In March 1871, Miguel García Granados and Justo Rufino Barrios invaded Guatemala from Mexico, and arrived in Patzicía on 3 June 1871. The Patzice Act was signed, which deposed president Vicente Cerna y Cerna and proclaimed Granados as the president of Guatemala. This municipality has suffered several earthquakes over the past, with major incidents in 1942, 1976, and 1988.

==Geography==
Patzicía is a municipality in the Chimaltenango Department in Guatemala. It is spread over an area of 165.5 km2. It is located in the central part of the Kaqchikel region, about 16 km from the departmental capital of Chimaltenango and 68 km from the national capital of Guatemala city. It borders the municipalities of Santa Cruz Balanyá to the north, San Andrés Itzapa and Acatenango to the south, Zaragoza to the east, and Patzún to the west.

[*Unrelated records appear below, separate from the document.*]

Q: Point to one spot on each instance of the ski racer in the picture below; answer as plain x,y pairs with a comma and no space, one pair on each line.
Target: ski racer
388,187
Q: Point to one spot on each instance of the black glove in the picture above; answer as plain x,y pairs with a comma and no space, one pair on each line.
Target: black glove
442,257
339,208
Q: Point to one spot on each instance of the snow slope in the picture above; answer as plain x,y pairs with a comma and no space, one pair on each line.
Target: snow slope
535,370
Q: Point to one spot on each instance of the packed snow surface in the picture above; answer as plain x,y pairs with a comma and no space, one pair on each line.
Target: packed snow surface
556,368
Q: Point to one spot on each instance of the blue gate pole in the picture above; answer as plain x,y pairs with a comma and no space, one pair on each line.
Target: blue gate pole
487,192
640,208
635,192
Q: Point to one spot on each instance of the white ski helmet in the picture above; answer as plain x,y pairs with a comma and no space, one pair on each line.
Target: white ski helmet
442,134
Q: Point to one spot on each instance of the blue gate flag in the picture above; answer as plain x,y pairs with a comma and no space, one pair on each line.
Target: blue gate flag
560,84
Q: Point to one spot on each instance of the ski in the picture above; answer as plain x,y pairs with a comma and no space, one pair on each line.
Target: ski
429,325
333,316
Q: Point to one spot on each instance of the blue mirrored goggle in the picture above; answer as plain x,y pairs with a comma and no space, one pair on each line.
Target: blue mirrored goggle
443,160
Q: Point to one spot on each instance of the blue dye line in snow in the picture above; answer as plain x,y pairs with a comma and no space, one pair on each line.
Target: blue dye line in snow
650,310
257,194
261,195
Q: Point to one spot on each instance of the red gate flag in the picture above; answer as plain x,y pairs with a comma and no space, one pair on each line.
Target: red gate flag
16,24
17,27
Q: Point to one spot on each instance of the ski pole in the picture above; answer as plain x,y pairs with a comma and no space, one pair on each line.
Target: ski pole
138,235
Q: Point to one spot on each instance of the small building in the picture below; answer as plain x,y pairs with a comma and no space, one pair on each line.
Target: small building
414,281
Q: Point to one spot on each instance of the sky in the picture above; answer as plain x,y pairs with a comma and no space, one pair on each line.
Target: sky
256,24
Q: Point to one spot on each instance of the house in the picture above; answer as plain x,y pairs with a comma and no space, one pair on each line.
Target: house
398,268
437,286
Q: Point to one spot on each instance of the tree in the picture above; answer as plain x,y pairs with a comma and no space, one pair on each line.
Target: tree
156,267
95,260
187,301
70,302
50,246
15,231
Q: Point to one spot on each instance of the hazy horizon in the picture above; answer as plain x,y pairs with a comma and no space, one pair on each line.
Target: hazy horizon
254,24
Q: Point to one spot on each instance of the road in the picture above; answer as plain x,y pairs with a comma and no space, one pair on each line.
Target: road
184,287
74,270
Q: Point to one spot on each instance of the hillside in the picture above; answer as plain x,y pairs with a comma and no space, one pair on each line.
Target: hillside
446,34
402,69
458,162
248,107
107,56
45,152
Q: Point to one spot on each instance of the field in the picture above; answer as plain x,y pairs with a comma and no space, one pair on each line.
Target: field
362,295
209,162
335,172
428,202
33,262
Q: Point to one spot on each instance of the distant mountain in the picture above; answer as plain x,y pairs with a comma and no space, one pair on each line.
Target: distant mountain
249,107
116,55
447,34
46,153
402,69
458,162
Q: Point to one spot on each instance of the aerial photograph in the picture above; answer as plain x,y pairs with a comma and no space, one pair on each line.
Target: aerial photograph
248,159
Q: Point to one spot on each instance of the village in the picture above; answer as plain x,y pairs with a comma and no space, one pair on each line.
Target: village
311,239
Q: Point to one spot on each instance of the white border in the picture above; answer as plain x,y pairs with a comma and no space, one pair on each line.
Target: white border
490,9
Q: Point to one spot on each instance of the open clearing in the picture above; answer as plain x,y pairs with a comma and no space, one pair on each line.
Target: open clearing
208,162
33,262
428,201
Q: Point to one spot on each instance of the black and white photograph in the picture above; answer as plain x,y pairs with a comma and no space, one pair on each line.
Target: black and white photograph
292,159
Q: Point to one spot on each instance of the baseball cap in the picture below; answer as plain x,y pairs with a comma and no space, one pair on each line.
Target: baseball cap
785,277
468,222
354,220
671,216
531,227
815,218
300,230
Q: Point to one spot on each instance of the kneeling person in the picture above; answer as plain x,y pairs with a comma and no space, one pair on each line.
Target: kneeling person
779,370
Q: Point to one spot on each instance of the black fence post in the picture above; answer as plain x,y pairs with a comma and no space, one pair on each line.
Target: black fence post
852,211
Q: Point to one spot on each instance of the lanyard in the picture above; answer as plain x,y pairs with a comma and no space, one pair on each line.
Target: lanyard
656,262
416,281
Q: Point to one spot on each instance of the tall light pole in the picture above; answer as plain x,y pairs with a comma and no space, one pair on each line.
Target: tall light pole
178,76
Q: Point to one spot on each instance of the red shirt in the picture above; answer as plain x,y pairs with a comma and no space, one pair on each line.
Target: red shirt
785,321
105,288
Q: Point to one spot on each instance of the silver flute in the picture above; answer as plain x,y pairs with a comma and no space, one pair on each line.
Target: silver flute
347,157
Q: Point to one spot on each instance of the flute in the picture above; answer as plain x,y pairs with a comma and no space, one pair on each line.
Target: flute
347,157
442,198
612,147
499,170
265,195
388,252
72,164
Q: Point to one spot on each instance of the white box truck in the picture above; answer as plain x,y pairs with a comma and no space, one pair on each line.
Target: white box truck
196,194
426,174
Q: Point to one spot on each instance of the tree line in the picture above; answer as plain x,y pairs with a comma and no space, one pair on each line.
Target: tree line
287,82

Located at an elevation of 1810.62 m above sea level, Patzicía has a tropical monsoon climate (Köppen climate classification: Am). The municipality has an average annual temperature of 19.49 C, and receives about 135.28 mm of rainfall annually.

==Demographics==
The municipality had an estimated population of 41,571 inhabitants in 2023. The population consisted of 21,136 males and 20,435 females. About 29.1% of the population was below the age of fourteen, and 4.6% was over the age of 65 years. Majority of the population (64%) was classified as urban, while 36% lived in rural areas. About 89.2% of the inhabitants were born in the same municipality. Maya (90.4%) formed the major ethnic group, with Ladinos (9.5%) forming a significant minority. The municipality had a literacy rate of 83.7%, and Spanish (76.3%) was the most spoken language.